The Dawson Memorial
American Hellenic Educational Progressive AssociationDistrict 17 – Dawson Memorial Project
An AHEPA project honoring the miners of Dawson, New Mexico who died in 1913 and 1923.
The Dawson coal mine was a complex of several mines about thirty miles west of Raton, New Mexico. Mining began there prior to 1900 by one J. B. Dawson who had purchased 3,700 acres of land that encompassed a major coal deposit. A small town soon sprang up, and in 1905, the Phelps Dodge Corporation bought the mine to provide fuel for its copper mining operations. The mines would produce more than 33,000,000 tons of coal before shutting down in April, 1950.
The miners, who worked Dawson as well as mines throughout the west, were a diverse lot. Prominent among them were many Italians and Greeks. By 1913, the town numbered some 6,000 residents, among them my grandfather and grandmother, newly married that same year.
Phelps Dodge was a safety minded company but the dangers of coal dust were not recognized at the time. On October 22, 1913 at 3:10 PM, an enormous explosion occurred in mine number 2. It was ultimately determined that a dynamite charge had ignited coal dust in the mine and 263 miners died in the resulting blast. There were twenty-three survivors, including one George Mavroidis, who escaped a blast of gas and was taken out unconscious. Of the dead, 130 were Italians with the Greeks being the next largest group. Phelps Dodge paid all funeral expenses and gave each widow $1000 and child of a dead miner $200.
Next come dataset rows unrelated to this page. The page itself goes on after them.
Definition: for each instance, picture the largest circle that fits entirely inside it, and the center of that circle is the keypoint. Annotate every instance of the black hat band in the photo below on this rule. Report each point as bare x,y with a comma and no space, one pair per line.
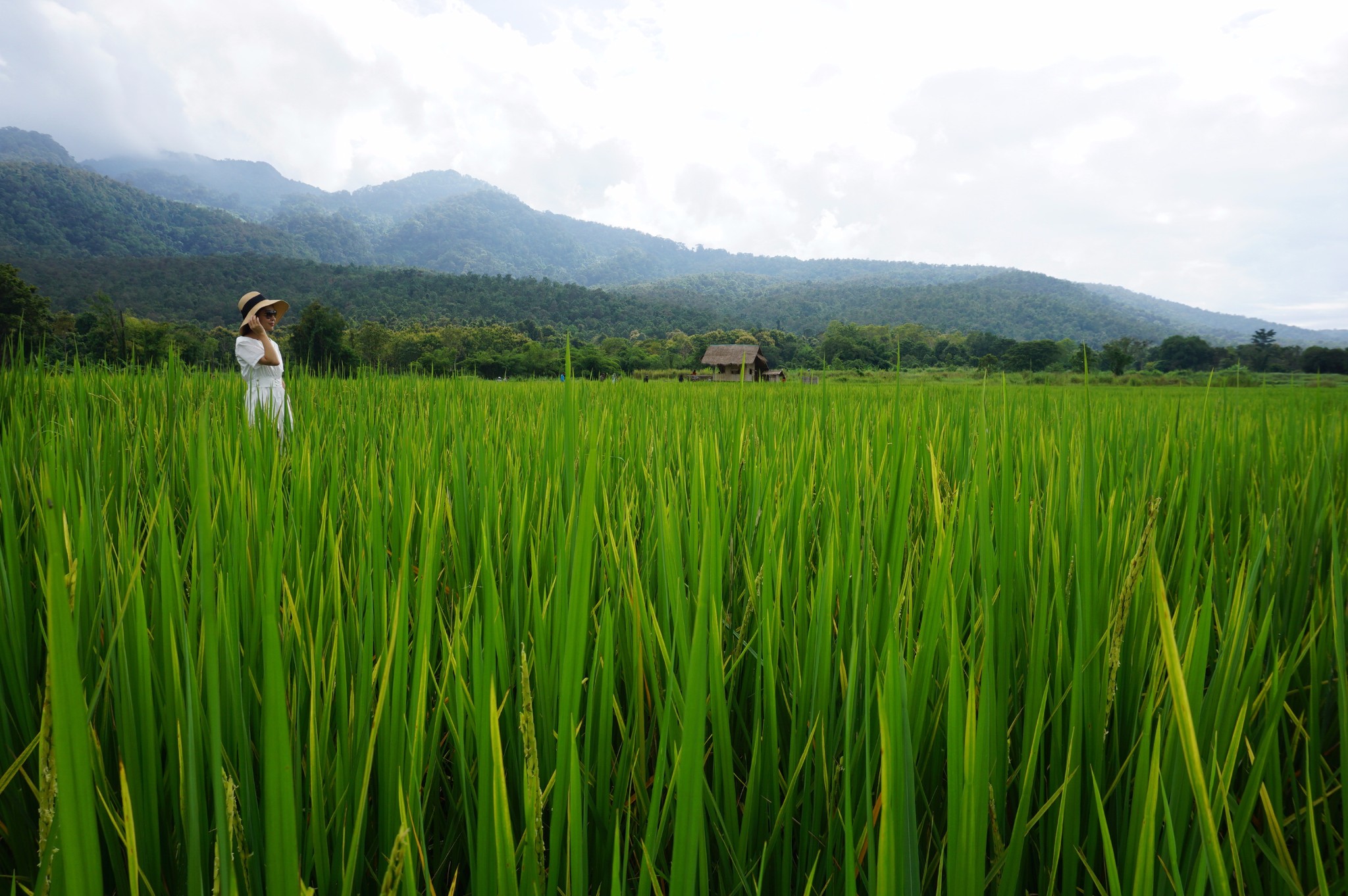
251,303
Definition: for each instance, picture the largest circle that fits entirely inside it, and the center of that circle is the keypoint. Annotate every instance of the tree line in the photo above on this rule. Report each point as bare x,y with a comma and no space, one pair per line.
321,339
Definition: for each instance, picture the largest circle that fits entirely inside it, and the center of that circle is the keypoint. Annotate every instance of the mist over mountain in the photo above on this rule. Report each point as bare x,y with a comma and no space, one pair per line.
30,146
189,205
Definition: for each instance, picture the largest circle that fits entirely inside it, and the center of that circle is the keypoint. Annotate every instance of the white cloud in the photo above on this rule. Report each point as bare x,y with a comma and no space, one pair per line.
1197,151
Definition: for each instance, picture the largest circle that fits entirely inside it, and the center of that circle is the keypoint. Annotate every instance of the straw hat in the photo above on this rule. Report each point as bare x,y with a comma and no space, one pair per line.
254,302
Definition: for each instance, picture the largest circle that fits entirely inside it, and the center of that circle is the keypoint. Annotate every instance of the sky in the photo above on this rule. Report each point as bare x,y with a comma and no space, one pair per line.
1196,151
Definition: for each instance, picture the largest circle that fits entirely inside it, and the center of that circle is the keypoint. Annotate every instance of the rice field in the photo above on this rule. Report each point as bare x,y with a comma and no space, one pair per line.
456,636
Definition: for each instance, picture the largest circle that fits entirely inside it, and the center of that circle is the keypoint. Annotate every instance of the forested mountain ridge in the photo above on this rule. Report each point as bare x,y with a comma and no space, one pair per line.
242,186
452,222
1016,303
1214,325
30,146
59,211
204,290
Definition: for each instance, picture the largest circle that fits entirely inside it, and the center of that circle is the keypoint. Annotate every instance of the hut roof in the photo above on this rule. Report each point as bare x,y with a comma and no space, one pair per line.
734,355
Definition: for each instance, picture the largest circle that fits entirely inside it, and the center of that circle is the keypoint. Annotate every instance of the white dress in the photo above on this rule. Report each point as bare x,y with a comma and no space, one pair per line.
265,387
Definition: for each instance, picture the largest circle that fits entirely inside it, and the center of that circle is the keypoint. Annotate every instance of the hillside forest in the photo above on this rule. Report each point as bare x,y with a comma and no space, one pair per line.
321,339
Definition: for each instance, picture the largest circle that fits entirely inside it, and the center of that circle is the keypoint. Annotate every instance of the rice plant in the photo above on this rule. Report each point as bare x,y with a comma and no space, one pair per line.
454,636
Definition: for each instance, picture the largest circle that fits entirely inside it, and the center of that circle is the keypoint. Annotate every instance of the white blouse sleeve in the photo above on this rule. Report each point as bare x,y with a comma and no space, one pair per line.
247,352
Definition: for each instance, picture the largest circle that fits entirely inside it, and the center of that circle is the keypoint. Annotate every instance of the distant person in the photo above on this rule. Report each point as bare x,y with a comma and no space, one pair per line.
259,359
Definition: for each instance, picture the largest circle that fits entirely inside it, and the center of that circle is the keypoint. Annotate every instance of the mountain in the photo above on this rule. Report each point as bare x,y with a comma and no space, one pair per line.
253,187
205,290
1013,303
451,222
1214,325
54,211
30,146
258,190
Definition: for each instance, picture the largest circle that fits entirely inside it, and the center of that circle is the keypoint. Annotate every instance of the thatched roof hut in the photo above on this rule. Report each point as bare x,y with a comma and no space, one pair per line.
729,360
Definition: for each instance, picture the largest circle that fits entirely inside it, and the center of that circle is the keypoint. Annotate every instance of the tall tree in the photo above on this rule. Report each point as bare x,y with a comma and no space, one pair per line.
1120,353
319,340
23,313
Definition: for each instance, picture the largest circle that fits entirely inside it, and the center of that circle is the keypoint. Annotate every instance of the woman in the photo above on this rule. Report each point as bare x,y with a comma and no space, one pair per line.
259,359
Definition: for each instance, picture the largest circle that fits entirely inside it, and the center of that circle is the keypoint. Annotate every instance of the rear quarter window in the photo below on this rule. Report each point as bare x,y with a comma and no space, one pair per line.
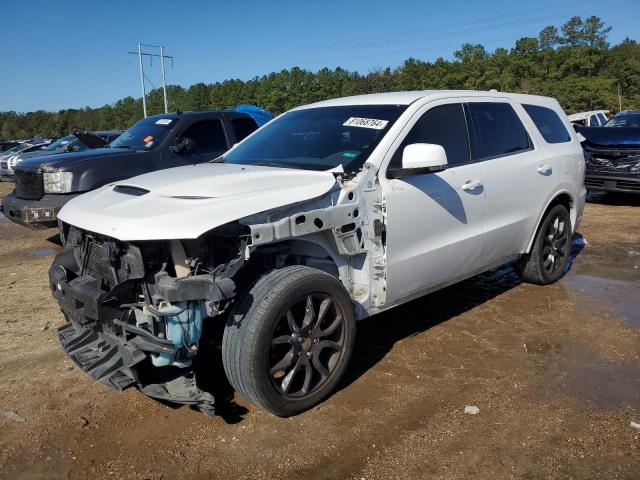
548,124
497,131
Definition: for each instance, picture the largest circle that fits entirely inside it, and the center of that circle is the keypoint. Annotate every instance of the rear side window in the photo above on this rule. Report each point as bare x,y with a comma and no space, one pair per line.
548,123
243,127
208,136
443,125
497,131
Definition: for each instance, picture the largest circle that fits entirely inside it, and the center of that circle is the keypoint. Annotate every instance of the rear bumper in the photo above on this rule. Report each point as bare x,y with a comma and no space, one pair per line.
612,183
35,214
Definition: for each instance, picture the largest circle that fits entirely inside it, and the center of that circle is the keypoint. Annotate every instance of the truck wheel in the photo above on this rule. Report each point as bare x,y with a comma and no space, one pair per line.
288,339
546,262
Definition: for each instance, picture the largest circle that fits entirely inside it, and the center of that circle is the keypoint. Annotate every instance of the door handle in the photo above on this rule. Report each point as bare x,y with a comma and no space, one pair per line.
544,169
471,185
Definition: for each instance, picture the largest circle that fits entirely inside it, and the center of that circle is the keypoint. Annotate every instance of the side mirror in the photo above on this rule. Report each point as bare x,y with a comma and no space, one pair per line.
419,158
183,145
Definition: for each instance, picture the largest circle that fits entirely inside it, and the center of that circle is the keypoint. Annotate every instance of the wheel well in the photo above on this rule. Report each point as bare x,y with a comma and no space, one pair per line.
562,199
296,252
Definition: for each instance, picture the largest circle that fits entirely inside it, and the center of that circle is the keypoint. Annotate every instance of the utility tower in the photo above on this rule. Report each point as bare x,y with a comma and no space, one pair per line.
140,53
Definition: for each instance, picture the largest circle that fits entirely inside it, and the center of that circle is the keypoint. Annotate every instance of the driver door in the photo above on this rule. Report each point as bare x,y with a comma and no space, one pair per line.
208,142
435,221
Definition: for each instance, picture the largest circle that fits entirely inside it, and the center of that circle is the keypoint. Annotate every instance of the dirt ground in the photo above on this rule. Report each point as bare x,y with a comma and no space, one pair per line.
555,372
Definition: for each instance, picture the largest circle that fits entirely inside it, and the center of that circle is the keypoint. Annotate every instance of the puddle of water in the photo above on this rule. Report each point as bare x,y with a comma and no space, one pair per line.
43,252
608,385
622,296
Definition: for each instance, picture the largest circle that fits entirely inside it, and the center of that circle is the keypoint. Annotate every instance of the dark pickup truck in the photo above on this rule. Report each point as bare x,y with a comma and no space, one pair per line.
43,185
613,154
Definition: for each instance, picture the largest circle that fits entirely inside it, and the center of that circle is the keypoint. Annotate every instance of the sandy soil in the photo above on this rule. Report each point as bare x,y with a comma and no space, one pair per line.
555,372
Once the cause of the disaster was understood, the company implemented many safety practices to try to prevent further accidents. The 1913 accident had occurred because a miner set off a dynamite charge against company rules. The miner, who died with the others, was never identified. Even with stricter measures, a problem with the dust suppression system led to yet another major explosion on February 8, 1923. In this accident, another 120 miners died. Of the only two survivors, one was Charles Skandale (Skandalis) from Crete and the other, an Italian named Felini Martini.
There is much more that can be told about Dawson. Somehow, it was dear to the people who lived there even though it was a company town. Loyalty to the town continues to this day, though the town was literally demolished after the mines closed in 1950. The Dawson Cemetery is accessible and is listed as a national historic site. The town site itself is on private land and is normally closed to public access. However, a Dawson Reunion organization exists and every two years, the ranch company that owns the land allows them access to the site. Some 200-300 people come for each reunion, those who lived and worked there, and their descendants.
The Greeks who lived and worked there have now scattered widely, mostly throughout the west. There is a family here in Fresno who were there at the time of the 1923 accident. I have met the granddaughter of Charles Skandale and know people who knew him.